La forme la plus poussée de la collaboration sur le terrain pratique est celle des services communs qui devront englober, selon M. Hallstein, les services administratifs, statistiques, de presse et d'information, juridique et des relations extérieures. L'Assemblée manque encore de précisions sur ces moyens d'organisation et souhaiterait connaître les suites données aux suggestions proposées par la Haute Autorité dans un mémorandum aux deux autres Exécutifs.

A côté de la pratique, il faut une coordination de nature politique, notamment dans les domaines de la politique commerciale, économique et sociale, des transports et des relations avec les pays tiers.

Il ne faut pas se laisser rebiffer, affirme le rapport, par les difficultés tenant à la délégation des pouvoirs. La large autonomie dont jouissent les Institutions leur laisse suffisamment de liberté pour interpréter les Traités de façon à aider, par une organisation adéquate de leur travail, l'évolution vers l'intégration véritable.

En réponse à la question, si la coordination n'aurait pas rendu nécessaire un organe institutionnel, MM. Pleven, Guglielmone et Rocherau ont souhaité la création d'un organe groupant les trois Exécutifs, M. Dehousse a préconisé une concentration des trois Communautés et M. Teitgen une mise à jour dynamique des Institutions au gré de l'évolution.

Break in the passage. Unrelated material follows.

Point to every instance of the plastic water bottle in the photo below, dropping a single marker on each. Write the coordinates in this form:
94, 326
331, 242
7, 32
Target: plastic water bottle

Le Rapport se termine par l'éloge de l'action profonde des visites d'information, organisées par la CECA et exprime l'espoir que des parlementaires puissent assister à ces visites pour exposer les aspects politiques de l'intégration.

L'EXPOSE ARMAND A L'ASSEMBLEE

Au moment même où à Washington, le Président des États-Unis envoyait au Congrès un message en remettant les instruments de l'Accord de coopération Euratom-USA (l'International Arrangement, le Memorandum of Understanding et le texte de l'Accord à signer), M. Armand, président de la Commission de l'Euratom, s'adressait à l'Assemblée parlementaire pour illustrer le travail de sa Commission: travail dont l'Accord avec les États-Unis est jusqu'à présent la réalisation la plus évidente et la plus spectaculaire.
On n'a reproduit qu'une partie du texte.